Le Domaine

L
Nelson DeMille

Le Domaine

États-Unis (2009) – Michel Lafon (2010)


Traduction de Bernard Ferry

Dix ans ont passé depuis que Susan, héritière des Stanhope, a tué Frank Bellarosa, son voisin et amant. Son ex-mari, John, est de retour à Long Island pour les funérailles d'une ancienne domestique. Il est contacté par le fils de Bellarosa - dont il était le conseiller juridique –, qui semble marcher dans les traces de son père, c'est-à-dire celles de capo di tutti capi et réclame maintenant vengeance.

Prolongement d'un livre que je n'ai pas lu (The Gold Coast, traduit en 1990 chez Pocket sous le titre Le voisin) Le Domaine est un pavé estival présenté comme un thriller par son éditeur Lafon.

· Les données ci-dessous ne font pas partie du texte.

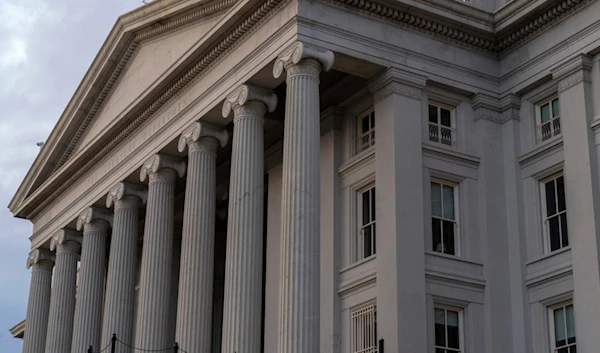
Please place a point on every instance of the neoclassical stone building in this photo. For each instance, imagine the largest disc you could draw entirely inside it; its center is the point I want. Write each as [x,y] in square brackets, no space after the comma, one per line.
[335,176]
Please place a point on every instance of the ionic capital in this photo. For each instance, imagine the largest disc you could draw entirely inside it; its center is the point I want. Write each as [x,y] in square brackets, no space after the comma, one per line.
[572,72]
[124,189]
[397,81]
[198,130]
[94,219]
[68,238]
[40,256]
[248,93]
[161,161]
[299,51]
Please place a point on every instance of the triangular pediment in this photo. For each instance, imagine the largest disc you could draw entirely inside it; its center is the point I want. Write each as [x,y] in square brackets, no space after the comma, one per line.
[151,59]
[142,52]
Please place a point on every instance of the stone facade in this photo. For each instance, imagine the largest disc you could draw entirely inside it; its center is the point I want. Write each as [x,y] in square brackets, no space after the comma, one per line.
[296,176]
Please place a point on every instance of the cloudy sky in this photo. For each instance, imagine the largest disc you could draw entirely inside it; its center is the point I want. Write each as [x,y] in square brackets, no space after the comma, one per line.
[46,46]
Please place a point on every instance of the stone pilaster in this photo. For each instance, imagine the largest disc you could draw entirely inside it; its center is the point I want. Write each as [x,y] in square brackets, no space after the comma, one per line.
[399,211]
[243,263]
[87,328]
[67,244]
[41,262]
[582,193]
[119,304]
[194,309]
[152,327]
[299,304]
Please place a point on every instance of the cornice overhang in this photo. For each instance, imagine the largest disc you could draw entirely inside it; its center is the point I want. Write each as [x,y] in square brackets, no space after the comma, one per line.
[110,63]
[239,22]
[496,42]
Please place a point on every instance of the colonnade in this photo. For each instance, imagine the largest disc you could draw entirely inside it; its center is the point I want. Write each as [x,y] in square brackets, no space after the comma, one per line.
[66,321]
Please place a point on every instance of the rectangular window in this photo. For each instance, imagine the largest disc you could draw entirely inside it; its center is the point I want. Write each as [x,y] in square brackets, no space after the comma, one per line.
[366,242]
[548,119]
[555,213]
[448,329]
[364,330]
[366,130]
[441,124]
[562,326]
[444,226]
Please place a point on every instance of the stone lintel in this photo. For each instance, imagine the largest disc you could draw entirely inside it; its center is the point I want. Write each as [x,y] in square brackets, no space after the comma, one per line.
[296,52]
[397,81]
[40,256]
[161,161]
[123,189]
[572,72]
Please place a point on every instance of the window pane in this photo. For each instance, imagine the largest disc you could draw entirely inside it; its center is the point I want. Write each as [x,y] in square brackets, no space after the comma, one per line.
[365,124]
[449,237]
[560,190]
[559,327]
[433,114]
[440,328]
[448,199]
[366,208]
[550,199]
[570,324]
[453,340]
[367,251]
[436,202]
[372,204]
[563,229]
[553,228]
[445,119]
[545,112]
[436,230]
[555,108]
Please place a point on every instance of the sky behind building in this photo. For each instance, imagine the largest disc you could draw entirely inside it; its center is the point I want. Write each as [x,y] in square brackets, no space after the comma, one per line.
[46,46]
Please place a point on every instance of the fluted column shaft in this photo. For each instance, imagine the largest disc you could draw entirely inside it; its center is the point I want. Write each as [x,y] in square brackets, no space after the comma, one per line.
[90,294]
[120,280]
[300,256]
[152,331]
[194,308]
[243,263]
[38,307]
[62,300]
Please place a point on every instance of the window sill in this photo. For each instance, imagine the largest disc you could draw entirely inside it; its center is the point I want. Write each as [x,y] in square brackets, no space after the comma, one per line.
[358,275]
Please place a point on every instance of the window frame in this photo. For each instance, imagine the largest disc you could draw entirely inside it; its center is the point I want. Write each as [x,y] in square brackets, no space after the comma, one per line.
[538,119]
[439,106]
[545,219]
[370,134]
[461,335]
[353,338]
[551,327]
[455,194]
[358,243]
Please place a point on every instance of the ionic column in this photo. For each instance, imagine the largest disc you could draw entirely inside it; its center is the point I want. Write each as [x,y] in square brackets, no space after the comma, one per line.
[38,307]
[243,263]
[152,326]
[67,243]
[88,311]
[194,308]
[120,280]
[300,228]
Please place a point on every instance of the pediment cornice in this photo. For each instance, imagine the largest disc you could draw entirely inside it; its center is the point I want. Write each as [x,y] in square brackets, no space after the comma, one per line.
[496,42]
[76,167]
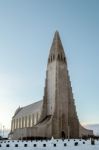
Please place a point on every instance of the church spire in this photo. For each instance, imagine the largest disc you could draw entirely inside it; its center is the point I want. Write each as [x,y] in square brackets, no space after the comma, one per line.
[56,51]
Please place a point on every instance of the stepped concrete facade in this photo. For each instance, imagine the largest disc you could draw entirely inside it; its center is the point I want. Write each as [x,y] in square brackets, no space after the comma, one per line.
[55,115]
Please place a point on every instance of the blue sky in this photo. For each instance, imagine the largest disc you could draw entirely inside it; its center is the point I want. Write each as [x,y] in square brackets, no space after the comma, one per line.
[26,32]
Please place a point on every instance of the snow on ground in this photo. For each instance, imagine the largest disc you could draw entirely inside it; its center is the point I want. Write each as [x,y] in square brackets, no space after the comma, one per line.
[49,145]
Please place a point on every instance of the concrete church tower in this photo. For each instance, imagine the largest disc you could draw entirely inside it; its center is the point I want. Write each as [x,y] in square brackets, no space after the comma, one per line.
[58,98]
[54,116]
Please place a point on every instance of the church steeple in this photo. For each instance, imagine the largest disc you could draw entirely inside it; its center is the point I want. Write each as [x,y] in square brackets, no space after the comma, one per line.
[56,51]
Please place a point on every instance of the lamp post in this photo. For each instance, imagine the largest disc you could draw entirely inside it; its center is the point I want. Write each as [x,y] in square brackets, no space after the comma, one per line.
[3,130]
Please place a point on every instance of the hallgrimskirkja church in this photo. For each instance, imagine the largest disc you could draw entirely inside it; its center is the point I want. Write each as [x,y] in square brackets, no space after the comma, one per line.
[55,115]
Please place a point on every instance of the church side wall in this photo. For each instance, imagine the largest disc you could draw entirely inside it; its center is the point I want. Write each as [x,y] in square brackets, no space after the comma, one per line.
[84,132]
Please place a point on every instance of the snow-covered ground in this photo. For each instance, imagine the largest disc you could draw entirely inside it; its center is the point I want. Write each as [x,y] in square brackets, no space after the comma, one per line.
[49,145]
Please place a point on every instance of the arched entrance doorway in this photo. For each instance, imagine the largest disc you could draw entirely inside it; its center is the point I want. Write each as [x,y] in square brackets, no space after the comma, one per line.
[63,135]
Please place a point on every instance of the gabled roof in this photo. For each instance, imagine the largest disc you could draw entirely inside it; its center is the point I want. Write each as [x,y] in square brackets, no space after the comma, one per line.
[27,110]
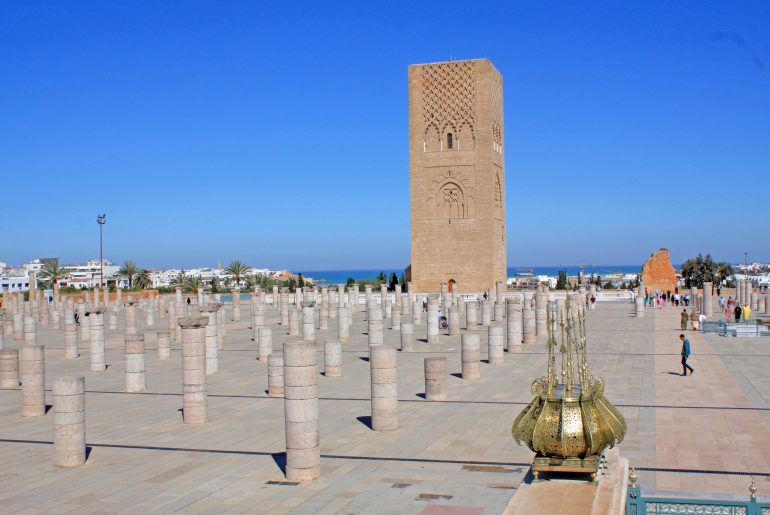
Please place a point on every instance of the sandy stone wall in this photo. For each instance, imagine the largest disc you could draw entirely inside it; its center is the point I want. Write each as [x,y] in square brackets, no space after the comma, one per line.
[658,272]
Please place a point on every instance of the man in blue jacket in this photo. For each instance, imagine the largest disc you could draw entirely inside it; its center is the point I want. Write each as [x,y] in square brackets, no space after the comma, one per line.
[685,355]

C'est, en fait, une chronique de mœurs, doublée d'une histoire d'amour, qui ne doivent l'une et l'autre leur intérêt qu'à la personnalité du narrateur, John Whitman Sutter. Celui-ci, « aristocrate » de la côte Est, jette sur ce monde post 11 septembre et sur les nouveaux riches qui l'entourent un regard suffisant, cynique et sarcastique, qui permet à Nelson DeMille de ciseler des saillies réellement très drôles.

Malheureusement, l'histoire en arrière-plan étant des plus insipides – sauf si l'on aime contempler la vie alcoolisée des parasites sociaux que sont tous ces héritiers –, tout ceci devient très vite sinistrement répétitif. Avec Le domaine, on est loin de la puissance satirique d'un Evelyn Waugh, qui savait parfaitement mêler à sa critique acerbe des milieux aristocratiques le constat doux-amer de l'effondrement d'une époque. En plus d'écrire une langue subtile, ce qui n'est pas le souci de DeMille.

Le Domaine est amusant – moins qu'un bon Westlake cependant –, résolument trop long et globalement inutile.

Chroniqué par Philippe Cottet le 07/06/2010



Musique écoutée pendant l'élaboration de cette note : Oeuvre pour violon de Bela Bartok (Peter Csaba et Peter Frankl) chez Harmonia Mundi.